Somms Memo: Steht Putin vor dem Sieg oder steckt er im Elend?

image 22. April 2022 um 10:03
Strassenbild aus Mariupol, Ukraine im April 2022.
Strassenbild aus Mariupol, Ukraine im April 2022.
Die Fakten: Wladimir Putin verkündet die Einnahme von Mariupol. Damit rückt er dem Ziel näher, eine Landbrücke zur Krim zu bilden. Die Ukraine bittet den Westen um mehr Hilfe.
Warum das wichtig ist: Trotz mutmasslichem Sieg in Mariupol: Seit zwei Monaten kommen die Russen kaum voran. Das Prestige ihrer Armee hat gelitten. Putin ist entzaubert.

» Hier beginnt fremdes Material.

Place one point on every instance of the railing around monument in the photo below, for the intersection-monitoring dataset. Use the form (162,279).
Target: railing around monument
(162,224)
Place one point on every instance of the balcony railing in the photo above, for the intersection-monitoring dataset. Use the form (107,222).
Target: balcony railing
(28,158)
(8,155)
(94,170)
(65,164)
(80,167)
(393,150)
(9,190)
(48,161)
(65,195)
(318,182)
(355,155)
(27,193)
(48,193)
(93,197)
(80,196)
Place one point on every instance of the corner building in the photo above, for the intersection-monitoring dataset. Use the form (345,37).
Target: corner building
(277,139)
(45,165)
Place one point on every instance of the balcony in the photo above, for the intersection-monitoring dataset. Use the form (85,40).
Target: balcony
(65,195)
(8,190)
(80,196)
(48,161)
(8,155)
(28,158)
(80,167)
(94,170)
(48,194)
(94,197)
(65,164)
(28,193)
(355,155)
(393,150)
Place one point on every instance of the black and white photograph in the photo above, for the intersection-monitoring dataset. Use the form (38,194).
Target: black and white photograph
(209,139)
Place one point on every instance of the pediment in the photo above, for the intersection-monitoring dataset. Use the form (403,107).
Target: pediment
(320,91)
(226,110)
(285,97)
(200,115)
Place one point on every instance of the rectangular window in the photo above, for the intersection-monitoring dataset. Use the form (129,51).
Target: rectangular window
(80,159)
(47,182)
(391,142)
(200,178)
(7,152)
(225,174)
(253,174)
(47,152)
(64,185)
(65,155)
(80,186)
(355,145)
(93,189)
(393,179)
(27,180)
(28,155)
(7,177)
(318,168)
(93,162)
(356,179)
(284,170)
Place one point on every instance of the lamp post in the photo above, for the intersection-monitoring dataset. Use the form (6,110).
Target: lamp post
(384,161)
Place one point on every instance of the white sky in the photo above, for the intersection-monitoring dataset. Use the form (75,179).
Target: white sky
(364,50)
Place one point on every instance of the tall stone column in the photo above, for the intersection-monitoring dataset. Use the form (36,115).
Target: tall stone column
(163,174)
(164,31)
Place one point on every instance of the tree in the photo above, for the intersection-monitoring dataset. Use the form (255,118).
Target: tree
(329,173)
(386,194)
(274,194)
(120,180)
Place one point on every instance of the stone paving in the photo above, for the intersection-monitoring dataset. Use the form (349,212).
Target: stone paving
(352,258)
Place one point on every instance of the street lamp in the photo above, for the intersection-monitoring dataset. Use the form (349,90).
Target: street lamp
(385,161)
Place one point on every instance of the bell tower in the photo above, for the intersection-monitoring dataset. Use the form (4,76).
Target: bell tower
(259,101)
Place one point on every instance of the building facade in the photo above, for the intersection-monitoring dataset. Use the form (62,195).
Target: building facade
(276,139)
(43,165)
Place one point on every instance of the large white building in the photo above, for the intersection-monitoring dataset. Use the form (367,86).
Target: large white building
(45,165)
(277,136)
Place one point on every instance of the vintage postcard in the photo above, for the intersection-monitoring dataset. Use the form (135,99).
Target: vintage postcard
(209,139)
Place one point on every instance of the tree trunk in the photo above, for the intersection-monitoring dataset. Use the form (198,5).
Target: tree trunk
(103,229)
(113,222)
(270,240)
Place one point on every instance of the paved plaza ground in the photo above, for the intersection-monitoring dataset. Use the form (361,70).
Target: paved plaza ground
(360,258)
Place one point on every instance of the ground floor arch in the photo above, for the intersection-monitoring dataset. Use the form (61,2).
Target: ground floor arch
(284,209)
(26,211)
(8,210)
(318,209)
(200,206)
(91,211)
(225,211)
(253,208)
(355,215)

Es ist vielleicht der dümmste Satz, den ich je gelesen habe:
«Natürlich hat die Ukraine ein Recht auf Selbstverteidigung»,
sagte der deutsche Philosoph Richard David Precht vor einigen Wochen:
«aber auch die Pflicht zur Klugheit, einzusehen, wann man sich ergeben muss.»
Wäre es also besser gewesen:
  • Die Briten hätten im Sommer 1940 die «Pflicht zur Klugheit» bewiesen und sich dem deutschen Diktator Hitler ergeben? Ihr Kampf allein gegen die Deutschen, die gerade halb Europa niedergeworfen hatten, war doch aussichtslos
  • Oder warum sich für ein freies West-Berlin einsetzen? Wäre es nicht klüger gewesen, der Westen hätte 1948 Berlin den Russen ausgeliefert? Stalin hatte ganz Osteuropa im Griff, warum Berlin verteidigen, ja warum die BRD?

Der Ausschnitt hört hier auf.